DiffCodeGen beats code gen benchmarks with zero extra LLM calls
Cuts token usage by using behavior clustering instead of LLM voting...
A new paper from Yifeng He and colleagues presents DiffCodeGen, a differential test-time scaling technique that boosts code generation without the usual heavy LLM overhead. The method first produces a diverse set of code candidates using varied sampling and prompting strategies. Instead of relying on public test cases or expensive LLM-based voting, DiffCodeGen automatically synthesizes input tests via coverage-guided fuzzing. It runs all candidates on these inputs, capturing their execution behavior, then clusters them by similarity.
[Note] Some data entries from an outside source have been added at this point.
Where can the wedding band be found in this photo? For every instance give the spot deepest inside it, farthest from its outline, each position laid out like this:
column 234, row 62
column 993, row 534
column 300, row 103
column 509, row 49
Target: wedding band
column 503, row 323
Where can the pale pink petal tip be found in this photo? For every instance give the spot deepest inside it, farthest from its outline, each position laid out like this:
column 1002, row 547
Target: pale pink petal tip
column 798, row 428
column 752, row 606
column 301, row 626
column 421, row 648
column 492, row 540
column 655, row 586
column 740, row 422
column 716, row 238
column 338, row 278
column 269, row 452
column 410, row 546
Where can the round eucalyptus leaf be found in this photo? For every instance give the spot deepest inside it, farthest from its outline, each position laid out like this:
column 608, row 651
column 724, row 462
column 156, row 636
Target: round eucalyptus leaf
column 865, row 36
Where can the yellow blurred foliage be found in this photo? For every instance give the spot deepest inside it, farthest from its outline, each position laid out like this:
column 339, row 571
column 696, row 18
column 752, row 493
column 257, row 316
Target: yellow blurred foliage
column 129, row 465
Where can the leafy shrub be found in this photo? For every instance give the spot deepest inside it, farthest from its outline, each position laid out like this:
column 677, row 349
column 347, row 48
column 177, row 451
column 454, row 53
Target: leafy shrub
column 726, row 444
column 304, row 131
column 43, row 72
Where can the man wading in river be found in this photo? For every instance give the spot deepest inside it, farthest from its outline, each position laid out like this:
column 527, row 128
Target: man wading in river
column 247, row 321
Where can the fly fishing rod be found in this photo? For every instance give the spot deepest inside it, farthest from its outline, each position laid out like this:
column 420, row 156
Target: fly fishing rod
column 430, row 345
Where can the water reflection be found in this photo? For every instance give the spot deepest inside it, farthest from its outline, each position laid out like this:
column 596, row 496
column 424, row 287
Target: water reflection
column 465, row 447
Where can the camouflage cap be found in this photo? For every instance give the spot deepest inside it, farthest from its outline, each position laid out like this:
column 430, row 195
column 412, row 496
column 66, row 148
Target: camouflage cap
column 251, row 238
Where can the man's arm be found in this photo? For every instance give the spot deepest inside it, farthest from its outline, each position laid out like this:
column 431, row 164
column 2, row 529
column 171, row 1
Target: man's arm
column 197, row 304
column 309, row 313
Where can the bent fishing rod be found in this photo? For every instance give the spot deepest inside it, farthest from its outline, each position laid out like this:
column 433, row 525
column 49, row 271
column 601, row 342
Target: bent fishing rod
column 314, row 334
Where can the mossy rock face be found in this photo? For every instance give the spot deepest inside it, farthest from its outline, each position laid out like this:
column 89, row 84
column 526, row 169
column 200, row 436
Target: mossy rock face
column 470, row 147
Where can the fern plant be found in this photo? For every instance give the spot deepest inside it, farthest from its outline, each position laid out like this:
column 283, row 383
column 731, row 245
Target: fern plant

The final answer is the medoid of the largest cluster—no additional LLM calls needed.
Evaluated across four different large language models, DiffCodeGen consistently outperforms standard baselines and matches or surpasses state-of-the-art test-time scaling methods. The key advantage is efficiency: it consumes only a fraction of the time and tokens because selection happens purely through runtime behavior analysis. The method is fully asynchronous and model-agnostic, making it ideal for modern agentic coding pipelines. It can also be combined with reasoning models to push performance even further. This opens the door to more scalable and cost-effective code generation in production.
- DiffCodeGen uses coverage-guided fuzzing to generate test inputs—no existing tests or LLM calls needed.
- Code candidates are clustered by execution behavior; the medoid of the largest cluster is selected.
- Across 4 LLMs, it matches or beats prior methods while using significantly fewer tokens and wall-clock time.
Why It Matters
Cuts code gen costs by eliminating expensive LLM voting, making test-time scaling practical for real-world use.